Binance Research said April’s DeFi exploits triggered about $13 billion in total value locked outflows, cutting liquidity across on-chain protocols.
- April exploits compressed DeFi TVL, pushing leverage higher without clear evidence of stronger borrowing demand.
- Drift and KelpDAO attacks made April the worst recent month for DeFi security losses tracked.
- Recent Humanity, Aztec, and Raydium incidents show exploit risks remained active after April across DeFi.
The research arm said the on-chain leverage ratio rose to about 38%, a level last seen in 2021, as TVL fell faster than borrowing.
The move did not come from a clear return in real borrowing demand. Binance Research said “meaningful deleveraging has yet to materialize,” even after a wider crypto market pullback. That means the ratio moved higher because the base of locked capital became smaller. When TVL falls, each dollar of debt weighs more on the system.
Drift and KelpDAO drive April losses
Binance’s May market report said DeFi TVL fell 10.7% month over month to $82.7 billion in April.

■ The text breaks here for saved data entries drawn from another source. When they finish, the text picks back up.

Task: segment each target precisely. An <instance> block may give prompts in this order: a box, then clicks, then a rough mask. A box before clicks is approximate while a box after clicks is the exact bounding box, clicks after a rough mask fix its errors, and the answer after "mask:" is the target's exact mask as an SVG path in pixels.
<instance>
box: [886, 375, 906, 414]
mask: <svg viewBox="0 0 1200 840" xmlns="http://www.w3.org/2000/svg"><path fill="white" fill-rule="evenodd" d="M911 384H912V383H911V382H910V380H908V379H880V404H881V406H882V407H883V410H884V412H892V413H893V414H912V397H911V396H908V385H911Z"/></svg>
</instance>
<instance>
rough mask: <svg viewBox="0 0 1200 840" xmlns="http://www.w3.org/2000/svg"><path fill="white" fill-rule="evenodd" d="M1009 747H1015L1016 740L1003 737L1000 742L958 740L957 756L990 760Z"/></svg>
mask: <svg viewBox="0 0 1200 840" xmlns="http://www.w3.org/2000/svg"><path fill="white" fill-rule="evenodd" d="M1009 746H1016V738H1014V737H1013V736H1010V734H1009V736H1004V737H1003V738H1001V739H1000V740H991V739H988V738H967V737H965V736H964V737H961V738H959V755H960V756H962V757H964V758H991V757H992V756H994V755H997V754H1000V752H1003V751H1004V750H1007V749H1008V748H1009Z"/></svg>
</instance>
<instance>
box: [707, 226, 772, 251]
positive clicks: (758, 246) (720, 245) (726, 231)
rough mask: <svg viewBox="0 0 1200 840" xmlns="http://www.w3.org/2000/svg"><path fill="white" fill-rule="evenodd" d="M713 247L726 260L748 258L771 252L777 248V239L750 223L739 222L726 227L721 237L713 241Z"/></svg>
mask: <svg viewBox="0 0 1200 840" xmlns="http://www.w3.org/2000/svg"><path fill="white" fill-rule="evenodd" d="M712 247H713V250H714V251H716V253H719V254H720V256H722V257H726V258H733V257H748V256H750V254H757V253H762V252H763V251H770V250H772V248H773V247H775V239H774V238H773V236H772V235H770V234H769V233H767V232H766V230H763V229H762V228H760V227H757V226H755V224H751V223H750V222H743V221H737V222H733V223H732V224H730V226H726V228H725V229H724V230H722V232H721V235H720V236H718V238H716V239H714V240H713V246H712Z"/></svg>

It also said protocols suffered $635.24 million in exploits during the month, the highest monthly total since the Bybit incident in February 2025. DefiLlama counted 28 hack events during April, which Binance called a record monthly count.
As crypto.news reported, the first 18 days of April already saw more than $606 million stolen across 12 incidents. The two largest attacks were Drift Protocol, at about $285 million, and KelpDAO, at about $292 million. Later, crypto.news reported that the two attacks together represented $577 million in losses and were linked to North Korea’s Lazarus Group.
Those two cases carried most of April’s reported losses. They also showed that DeFi exploit risk no longer comes only from code bugs. Reports tied the attacks to social engineering, compromised systems, governance weaknesses, and bridge infrastructure.
Aave and KelpDAO recovery stay in focus
The KelpDAO incident also spread pressure across connected lending markets. Binance Research said the KelpDAO exploit created about $230 million in bad debt on Aave and cut Aave’s TVL by half. The event showed how one bridge failure can move through DeFi when stolen collateral enters lending markets.
KelpDAO later completed the operational part of its rsETH recovery plan. As previously reported, the protocol sent a final batch of 20,373.7 rsETH to the LayerZero smart contract used for cross-chain transfers. The protocol said minting, redemptions, and reward functions were operating normally again after earlier restart steps.
The recovery steps reduced some direct pressure on KelpDAO users. They did not remove the wider concern around DeFi leverage. Binance Research’s data suggests that the market still carries debt against a smaller pool of locked assets.
Recent exploits show risks remain active
Security incidents continued after April, though reported losses dropped in May. CertiK put May hack losses at $68.3 million, down nearly 90% from April’s roughly $650 million, as reported. Still, DeFi projects kept facing attacks tied to bridges, old contracts, private keys, and operational controls.
Recent cases include Humanity Protocol, Aztec Connect, and Raydium. Humanity Protocol said more than $36 million was stolen after attackers compromised administrative keys linked to its bridge systems. Aztec Connect lost about $2.1 million from an old immutable contract, while Raydium said it would reimburse users after a $1.3 million exploit hit five legacy Solana liquidity pools.
The latest cases keep DeFi security in focus as leverage remains elevated and liquidity remains weaker than before April’s exploit wave. Binance Research’s reading points to a market where TVL has fallen, borrowing has not recovered strongly, and deleveraging remains incomplete.